Robô dos EUA chega a marte: aventura política?

A semana começou com uma boa notícia vinda do mundo científico. O robô Curiosity (oportunidade, em inglês), desenvolvido pela Agência Espacial dos Estados Unidos, a Nasa, pousou em Marte, de onde enviou suas primeiras imagens. A missão, uma das mais ambiciosas do atual programa espacial norte-americano, tem implicações científicas, mas também políticas.

É inegável que, do ponto  de vista científico, a viagem é um estrondoso sucesso. Entender o planeta do sistema solar mais parecido com a Terra é um desejo que a humanidade carrega há séculos, e parece cada vez mais real. A exploração marciana deixa de ser uma teoria, ou material de filmes de ficção científica, para se tornar algo completamente factível.

Durante sua missão, a sonda, um pequeno robô capaz de fotografar e enviar dados direto de Marte, vai abrir caminho para se pensar, no futuro, em uma expedição tripulada até o "planeta vermelho" que segundo o planejamento de longo prazo da Nasa, deve acontecer até 2025. 
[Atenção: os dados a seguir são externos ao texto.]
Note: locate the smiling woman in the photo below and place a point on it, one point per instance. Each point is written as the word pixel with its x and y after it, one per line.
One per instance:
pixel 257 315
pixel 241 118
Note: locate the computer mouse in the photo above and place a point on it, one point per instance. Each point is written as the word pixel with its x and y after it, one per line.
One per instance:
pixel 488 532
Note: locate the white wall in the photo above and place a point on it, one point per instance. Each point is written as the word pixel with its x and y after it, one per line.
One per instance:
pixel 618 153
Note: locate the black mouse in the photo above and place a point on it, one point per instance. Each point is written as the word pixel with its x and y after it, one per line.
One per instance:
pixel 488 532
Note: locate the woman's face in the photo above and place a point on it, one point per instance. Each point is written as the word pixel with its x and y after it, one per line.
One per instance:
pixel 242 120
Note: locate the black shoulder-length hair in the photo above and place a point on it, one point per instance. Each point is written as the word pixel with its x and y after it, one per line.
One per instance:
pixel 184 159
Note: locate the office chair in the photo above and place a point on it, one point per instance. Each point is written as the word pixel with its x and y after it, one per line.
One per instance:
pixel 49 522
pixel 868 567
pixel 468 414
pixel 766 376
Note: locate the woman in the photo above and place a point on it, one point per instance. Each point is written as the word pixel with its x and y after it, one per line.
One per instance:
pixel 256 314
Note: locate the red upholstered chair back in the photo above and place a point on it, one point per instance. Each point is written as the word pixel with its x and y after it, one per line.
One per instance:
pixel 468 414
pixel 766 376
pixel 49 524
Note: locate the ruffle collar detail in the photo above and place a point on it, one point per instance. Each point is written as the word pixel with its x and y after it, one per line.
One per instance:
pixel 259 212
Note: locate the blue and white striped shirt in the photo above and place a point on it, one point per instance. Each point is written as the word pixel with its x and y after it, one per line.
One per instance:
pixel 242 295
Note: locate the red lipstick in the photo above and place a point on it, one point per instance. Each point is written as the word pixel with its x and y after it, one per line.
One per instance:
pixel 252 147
A chegada ao planeta vizinho, seria a maior cruzada já vencida pelo homem, superando o feito histórico ocorrido há quase 50 anos, quando os norte-americanos Neil Armstrong e Buzz Aldrin pisaram pela primeira vez na Lua, em 1969.

Por outro lado, a missão da Curiosity tem um cunho profundamente político. Promovida com a participação da Agência Espacial Europeia (ESA), a missão é uma tentativa de demonstração de poder dos Estados Unidos frente ao mundo, em especial diante da China e da Rússia, principais países que também detêm tecnologia espacial.

Desde o ano passado, os célebres ônibus espaciais foram aposentados pelo governo dos EUA -- a sua manutenção era muito cara, para um país em profunda crise -- e os norte-americanos perderam a capacidade de levar astronautas ao espaço, pelo menos até que seus substitutos sejam construídos, uma tarefa ainda sem data para ser cumprida.

Assim, por enquanto, para as únicas missões tripuladas que ainda mantêm: as visitas e trocas de turno na Estação Espacial Internacional (ISS, na sigla em inglês), a Nasa tem que comprar um assento nos voos das Soyuz, as veteranas cápsulas espaciais da Rússia, país herdeiro da União Soviética, grande rival dos Estados Unidos durante a Corrida Espacial.

Por outro lado, um gigante vermelho chamado China, que vem conseguindo enviar seus "tikonautas" para o espaço e já iniciaram a construção da sua estação espacial, fazendo frente à hegemonia dos programas espaciais russo, europeu e norte-americano.

Desta forma, quando faz uma pequena nave desembarcar no planeta vermelho, enviando imagens em alta resolução  e dados atmosféricos de Marte, o governo dos Estados Unidos, busca, ainda que de maneira tímida, mostrar que no cenário internacional, ainda é um gigante. Ferido, mas ainda sim um gigante.